Financial services regulation coming – lobbyists get wedgie
Bachus [R] and Frank [D] receive the most million$ from financial sector
Daylife/AP Photo used by permission
Kicking off the latest chapter of this year’s Full Employment Act for K Street Lobbyists, representatives from a surfeit of industries descended on an influential Congressional committee as it began writing law overhauling the nation’s regulatory system.

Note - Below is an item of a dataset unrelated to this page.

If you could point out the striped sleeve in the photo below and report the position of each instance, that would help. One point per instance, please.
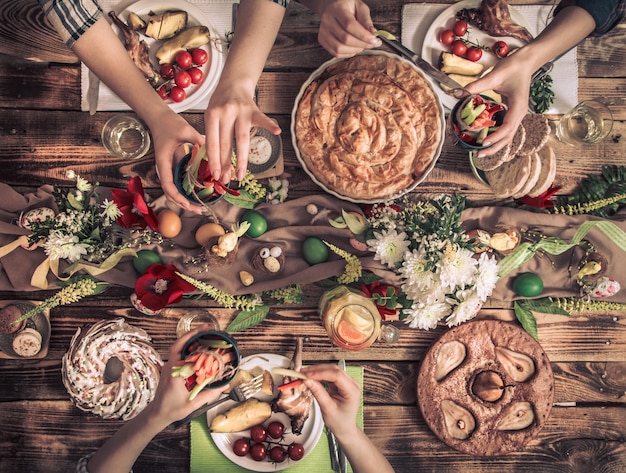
(71, 18)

In a lobbying season already booming with business from battles over health care, firms are also closely monitoring the debate over Washington’s response to the market crisis. The financial services industry has poured more than $220 million into lobbying in 2009, much of it in anticipation of this Congressional effort now beginning. As usual for major financial services legislation, lawmakers have heard an earful from small community banks and large Wall Street banks, as well as from insurance companies, credit card companies, credit unions, mutual funds and hedge funds…
Gazing across a hearing room jammed Wednesday morning with lobbyists and lawyers, Representative Barney Frank, Democrat of Massachusetts and the chairman of the House Financial Services Committee, made an observation about a proposed amendment that some lobbyists interpreted as a comment about the keen interest of their clients.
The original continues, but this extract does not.